Still unpacking

Nearly ten years after I first posted on this blog, I’m still unpacking. That might lead you to believe that I have an incredible amount of stuff, moxie loads of things I’ve acquired over the years. I haven’t. Not really. I regularly purge and rid myself of the tat I mistook for taste. But these purges are less frequent these days, as I prefer to spend my money on experiences.

A friend visiting the village recently, commented on the range of things in the house, things I’ve brought back from my travels – art, books, stuff – that are now on display. I hadn’t given much thought to it, until today.

I’ve just finished painting the guest room – the ensuite with the balcony. Funny how this isn’t exactly what people imagine when you mention living in a rural village in Hungary where the butcher has just done his weekly run through the village and I didn’t have time to stop him. I slept through the breadman’s run this morning, too.

The house came with a lot of pine (ugh) furniture and it’ll be a few years before I have the wherewithal to change it. Likewise, the pitched ceiling in the guest room, is also a pine job – and having painted the upstairs landing (and taken two weeks to do it) I can’t summon the energy to tackle a ceiling of this size. Hence the white curtains and bedspread with their gold thread, woven in a village in Romania and laced together by a lovely old néni I met in Káptalantóti at the Sunday market, Liliomkert, in the good company of MI.

I noticed as I was putting stuff back, that almost everything has memories. The orange blanket I bought on the first of many trips to visit the lovelies B*C in Haarlem, the Netherlands. (I still think that Bloomendahl beach is one of Europe’s undiscovered gems.) The carved Buddha I bought on my first trip to visit the inimitable S&D in Hawaii.
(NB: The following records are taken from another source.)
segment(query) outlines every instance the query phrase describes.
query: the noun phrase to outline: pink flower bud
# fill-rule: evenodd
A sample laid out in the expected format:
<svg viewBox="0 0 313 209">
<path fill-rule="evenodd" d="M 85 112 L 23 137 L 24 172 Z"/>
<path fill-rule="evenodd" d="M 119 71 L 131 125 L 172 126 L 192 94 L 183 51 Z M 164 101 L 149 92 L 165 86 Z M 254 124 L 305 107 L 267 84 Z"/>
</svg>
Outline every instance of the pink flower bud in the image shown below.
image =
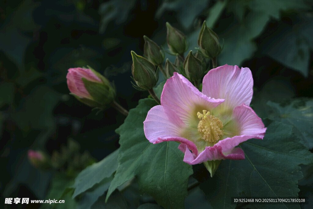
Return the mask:
<svg viewBox="0 0 313 209">
<path fill-rule="evenodd" d="M 42 161 L 44 160 L 44 156 L 40 152 L 35 151 L 32 149 L 29 149 L 28 150 L 28 159 L 30 160 L 35 159 Z"/>
<path fill-rule="evenodd" d="M 50 167 L 49 159 L 41 151 L 29 149 L 28 150 L 28 155 L 29 162 L 35 168 L 46 169 Z"/>
<path fill-rule="evenodd" d="M 82 78 L 99 83 L 102 82 L 101 79 L 90 69 L 77 67 L 70 68 L 68 71 L 66 79 L 69 91 L 79 97 L 92 99 L 91 96 L 85 87 Z"/>
</svg>

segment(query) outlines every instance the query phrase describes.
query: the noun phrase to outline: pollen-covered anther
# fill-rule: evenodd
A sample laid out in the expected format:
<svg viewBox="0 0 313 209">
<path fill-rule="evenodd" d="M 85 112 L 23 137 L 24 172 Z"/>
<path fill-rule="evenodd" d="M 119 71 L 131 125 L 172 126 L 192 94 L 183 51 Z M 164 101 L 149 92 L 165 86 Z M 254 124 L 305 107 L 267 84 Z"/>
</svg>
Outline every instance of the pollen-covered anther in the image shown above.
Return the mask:
<svg viewBox="0 0 313 209">
<path fill-rule="evenodd" d="M 210 114 L 210 112 L 205 110 L 203 114 L 198 112 L 197 115 L 200 119 L 198 124 L 198 131 L 201 138 L 206 141 L 216 143 L 223 135 L 223 123 L 218 118 Z"/>
</svg>

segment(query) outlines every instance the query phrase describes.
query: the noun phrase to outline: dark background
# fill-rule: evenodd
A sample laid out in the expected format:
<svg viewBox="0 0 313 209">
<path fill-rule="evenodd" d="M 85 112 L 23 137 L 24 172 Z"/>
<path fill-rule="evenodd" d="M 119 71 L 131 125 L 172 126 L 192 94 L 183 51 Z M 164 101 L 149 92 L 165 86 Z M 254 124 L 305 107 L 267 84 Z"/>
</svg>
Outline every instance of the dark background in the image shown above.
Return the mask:
<svg viewBox="0 0 313 209">
<path fill-rule="evenodd" d="M 88 65 L 104 74 L 115 83 L 117 101 L 127 109 L 134 108 L 148 93 L 135 90 L 130 83 L 131 51 L 143 54 L 144 35 L 167 49 L 166 22 L 192 37 L 216 1 L 195 5 L 187 0 L 2 2 L 2 199 L 44 199 L 50 178 L 61 172 L 32 166 L 27 159 L 29 149 L 51 156 L 71 138 L 80 144 L 81 153 L 87 150 L 100 160 L 119 147 L 114 131 L 125 117 L 112 107 L 96 115 L 96 111 L 69 95 L 69 68 Z M 244 1 L 228 1 L 213 24 L 221 44 L 224 41 L 219 65 L 250 68 L 258 102 L 313 96 L 312 2 L 294 8 L 278 1 L 278 13 L 270 11 L 266 19 L 262 16 L 254 20 L 250 16 L 259 17 L 256 14 L 264 14 L 268 9 L 260 12 Z M 233 50 L 235 44 L 241 52 Z M 190 44 L 193 50 L 196 41 Z M 260 98 L 258 93 L 267 97 Z M 257 113 L 262 107 L 257 103 Z"/>
</svg>

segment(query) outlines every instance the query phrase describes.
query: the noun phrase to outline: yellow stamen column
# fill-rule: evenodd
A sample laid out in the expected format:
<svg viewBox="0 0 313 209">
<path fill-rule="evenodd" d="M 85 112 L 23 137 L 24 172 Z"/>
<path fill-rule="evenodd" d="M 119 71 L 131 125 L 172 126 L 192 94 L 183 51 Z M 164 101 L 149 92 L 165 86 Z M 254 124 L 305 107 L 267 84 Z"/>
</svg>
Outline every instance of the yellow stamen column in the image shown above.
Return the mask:
<svg viewBox="0 0 313 209">
<path fill-rule="evenodd" d="M 201 138 L 206 141 L 216 144 L 221 136 L 223 135 L 224 127 L 223 123 L 218 118 L 210 115 L 210 112 L 205 110 L 202 111 L 203 114 L 198 112 L 197 115 L 200 120 L 198 124 L 198 131 Z M 217 170 L 221 160 L 207 161 L 203 164 L 212 177 Z"/>
</svg>

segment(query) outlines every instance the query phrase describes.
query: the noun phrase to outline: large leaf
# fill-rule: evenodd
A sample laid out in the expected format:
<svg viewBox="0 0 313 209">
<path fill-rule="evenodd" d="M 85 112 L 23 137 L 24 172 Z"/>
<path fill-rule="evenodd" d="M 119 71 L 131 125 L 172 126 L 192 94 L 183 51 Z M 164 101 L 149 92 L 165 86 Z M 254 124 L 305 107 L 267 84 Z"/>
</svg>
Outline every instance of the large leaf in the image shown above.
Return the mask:
<svg viewBox="0 0 313 209">
<path fill-rule="evenodd" d="M 231 197 L 298 196 L 298 181 L 303 177 L 299 165 L 312 164 L 313 154 L 297 142 L 292 128 L 272 122 L 263 140 L 250 139 L 239 146 L 244 152 L 244 160 L 221 163 L 213 178 L 200 186 L 213 208 L 235 208 L 236 206 L 231 204 Z"/>
<path fill-rule="evenodd" d="M 80 173 L 72 186 L 75 189 L 73 198 L 92 188 L 104 179 L 110 178 L 117 168 L 118 154 L 118 150 L 117 149 L 100 162 L 87 167 Z"/>
<path fill-rule="evenodd" d="M 121 136 L 119 165 L 107 196 L 135 176 L 141 191 L 150 195 L 166 208 L 182 208 L 187 196 L 192 167 L 182 161 L 178 144 L 169 142 L 153 144 L 146 138 L 143 122 L 154 101 L 141 100 L 131 110 L 124 123 L 116 130 Z"/>
<path fill-rule="evenodd" d="M 105 178 L 99 184 L 84 192 L 80 198 L 77 209 L 90 209 L 99 197 L 103 195 L 110 185 L 114 175 Z"/>
<path fill-rule="evenodd" d="M 313 148 L 313 99 L 298 98 L 267 104 L 268 117 L 273 120 L 293 125 L 300 142 L 310 149 Z"/>
<path fill-rule="evenodd" d="M 74 179 L 69 178 L 64 174 L 57 174 L 52 178 L 49 192 L 46 200 L 64 200 L 64 203 L 42 204 L 42 208 L 54 208 L 58 209 L 76 208 L 76 202 L 72 199 L 74 190 L 70 188 L 74 181 Z"/>
<path fill-rule="evenodd" d="M 123 196 L 120 192 L 114 192 L 108 201 L 105 201 L 105 196 L 103 195 L 98 199 L 92 205 L 92 209 L 128 209 L 129 207 Z"/>
</svg>

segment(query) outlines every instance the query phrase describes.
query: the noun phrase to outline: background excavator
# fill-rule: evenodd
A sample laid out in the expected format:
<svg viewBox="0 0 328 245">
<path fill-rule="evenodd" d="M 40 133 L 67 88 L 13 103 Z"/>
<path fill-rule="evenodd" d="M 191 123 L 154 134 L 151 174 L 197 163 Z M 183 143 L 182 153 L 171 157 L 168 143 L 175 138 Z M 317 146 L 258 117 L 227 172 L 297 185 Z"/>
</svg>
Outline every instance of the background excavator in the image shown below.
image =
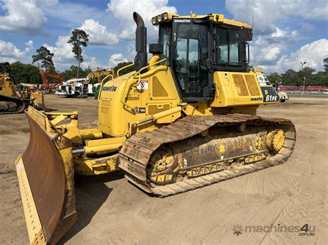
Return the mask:
<svg viewBox="0 0 328 245">
<path fill-rule="evenodd" d="M 31 243 L 55 243 L 76 221 L 74 174 L 120 169 L 166 197 L 282 164 L 293 152 L 293 124 L 256 115 L 279 97 L 262 68 L 247 69 L 250 26 L 219 14 L 159 14 L 147 61 L 147 29 L 134 19 L 134 63 L 102 79 L 97 128 L 78 129 L 78 112 L 26 112 L 30 139 L 15 165 Z"/>
<path fill-rule="evenodd" d="M 47 93 L 54 93 L 56 89 L 59 88 L 60 86 L 62 85 L 64 82 L 64 79 L 57 72 L 45 71 L 40 69 L 40 75 L 42 79 L 43 84 L 40 85 L 39 88 L 42 90 L 46 91 Z M 48 77 L 57 79 L 58 83 L 49 83 L 48 81 Z"/>
<path fill-rule="evenodd" d="M 43 94 L 34 92 L 34 88 L 21 89 L 9 63 L 0 63 L 0 114 L 19 113 L 28 106 L 46 110 Z"/>
</svg>

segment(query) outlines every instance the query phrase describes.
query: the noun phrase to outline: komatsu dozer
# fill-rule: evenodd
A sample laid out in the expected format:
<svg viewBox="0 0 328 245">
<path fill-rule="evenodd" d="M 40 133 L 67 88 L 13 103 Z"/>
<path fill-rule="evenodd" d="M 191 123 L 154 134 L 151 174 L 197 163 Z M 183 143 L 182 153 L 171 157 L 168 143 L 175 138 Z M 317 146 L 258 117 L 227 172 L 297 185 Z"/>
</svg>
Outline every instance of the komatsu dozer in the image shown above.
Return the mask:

It’s a home from home, a place I know I’ll be welcomed and fed. The throw I brought back from Valdez some 16 years ago – it still has a label on it. (It’ll make a lovely lap cover for visitors wanting to enjoy a morning cuppa or an evening cocktail on the terrace – village life ain’t boring, it’s just laid back). The friends I made in that small Alaskan town live all over the world today, and we’re still in touch. You can’t get warmer than that. The blown glass dish we bought in Croatia this summer, on holiday with the intrepid J-Gs. The old biscuit tin or the copy of the Vogue cover I picked up at my favourite market in Bath, in the company of one of my favourite women in the world, the amazing MC. The cross-stitched cloth I found on my first road-trip to Eastern Hungary with the lovely KG. A bronze candle holder that my sis-in-law brought me back from Spain for my birthday. A José Fuster watercolour that screamed at me in Cuba. Even the duvet set has memories of a year spent in Oxford.

There’s new old stuff, too. The tapestry I bought on an online forum that turns out to have been stitched by a friend’s grandmother about 100 years ago. The tin figure of Our Lady that I found in an old wardrobe. A First Communion certificate dated 1948 from a child of a few owners back. Embroidered doilies that I found in a drawer. It all ties together nicely – in my head at least.

But it’s not about the stuff. I could have dressed that room in 10 minutes, had I had a mind to. They’re not just things – they’re hooks on which I hang sheathes of memories that warm me, keep me safe, and make me smile. I’d like to get new bedside lamps. I have a picture in my mind of what I’d like – they’re on my market-hunt list. They’ll have stories of their own. I’d like to get some new furniture or do something with what I inherited. But I’m in no great rush. Something will come to mind, when the time is right. Today, I’m just enjoying the trip back in time.

2 replies
  1. Debbie Fowler
    Debbie Fowler says:

    Mary,
    Your so spot on to look at each piece and remember a journey and friends then to put them together in a warm and welcoming space. This is what makes a house a home and a home warm and welcoming, or a cold museum of collected goods.